Ordinateurs conscients?
En suivant cette théorie, Internet, avec ses milliards de points reliés, pourrait être dit conscient, selon Christof Koch, qui met le conditionnel car «le degré de connectivité du réseau est très variable». Et un ordinateur? «Aujourd’hui, le meilleur d’entre eux ne sera jamais conscient: il ne produira que des simulations de comportements associés avec la conscience.» Pourquoi? Le neuroscientifique utilise une image: «Un ordinateur peut produire la simulation la plus fine d’un trou noir. Mais il ne pourra pas générer les effets gravitationnels qu’induisent ces objets célestes: une attraction incommensurable. En effet, il ne peut induire l’action de cause à effet de la gravité, car pour cela, il faudra que l’ordinateur luimême ait une masse immense…»

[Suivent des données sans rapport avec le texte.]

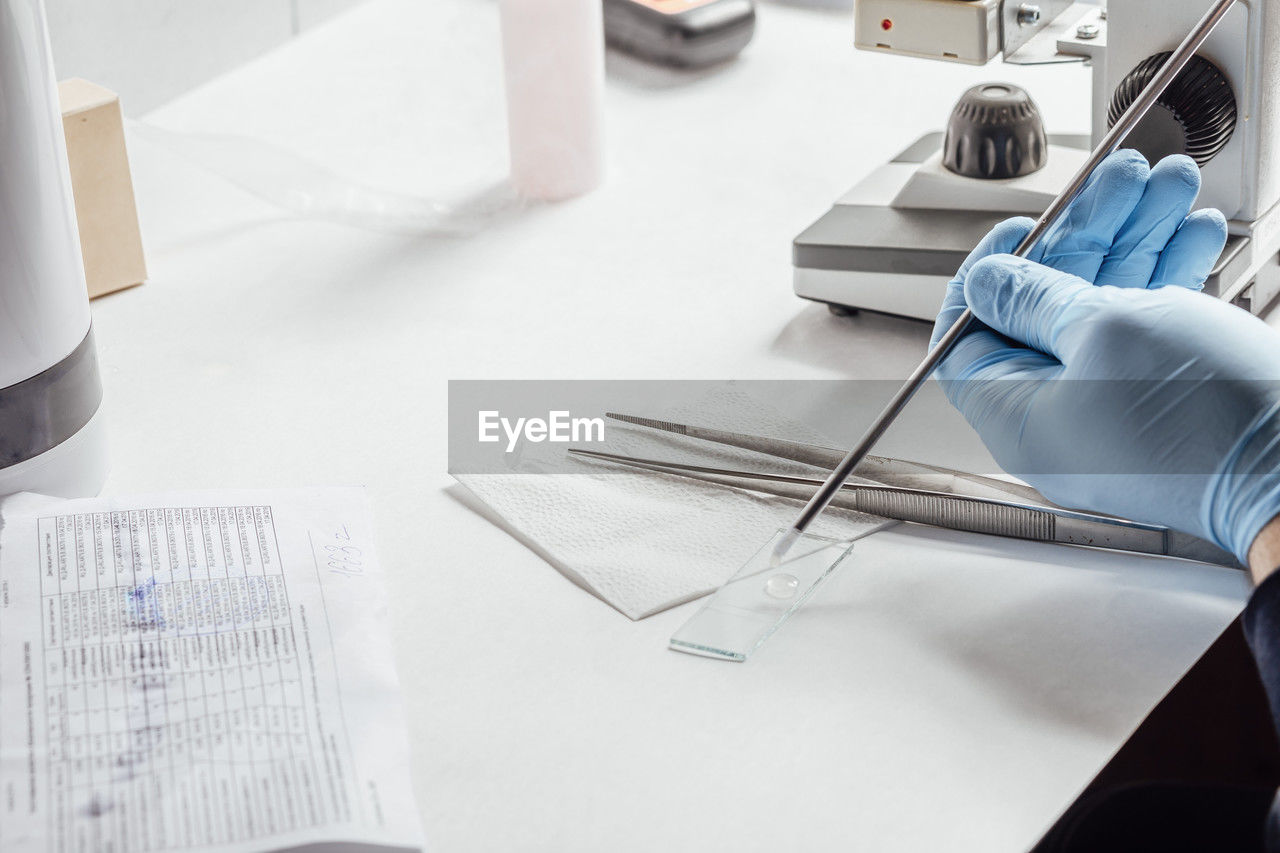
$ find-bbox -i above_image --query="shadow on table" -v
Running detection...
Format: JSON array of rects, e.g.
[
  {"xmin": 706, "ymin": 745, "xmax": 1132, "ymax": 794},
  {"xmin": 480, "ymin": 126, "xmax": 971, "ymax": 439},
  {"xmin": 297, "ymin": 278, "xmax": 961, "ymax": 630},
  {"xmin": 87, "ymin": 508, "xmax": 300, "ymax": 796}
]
[{"xmin": 769, "ymin": 302, "xmax": 932, "ymax": 379}]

La situation, toutefois pourrait changer, avec l’avènement des «puces neuromorphiques». A l’inverse des composants actuels des ordinateurs, qui ne peuvent effectuer qu’une seule tâche (véhiculer l’information, la traiter, ou la stocker), ces chips fonctionnent comme les neurones et peuvent assurer chacun, seul, ces trois tâches. «Si de tels éléments venaient à être hautement interconnectés, l’on se rapprocherait de la circuiterie du cerveau. Et dans ce cas, une telle machine pourrait être capable d’expériences conscientes substantielles. Elle pourrait sentir ce que c’est que… d’être une machine. Comme dans le film de science-fiction Her», sorti en 2014.
Christof Koch l’admet: l’on n’est pas encore là. Et sa théorie est loin de faire l’unanimité, tant ses ramifications sont nombreuses et complexes. «Mais dans vingt à trente ans, l’avènement d’une telle machine consciente n’est plus exclu», insiste-il, convaincu que les minutieux travaux de caractérisation menés par l’Allen Institute serviront cet objectif.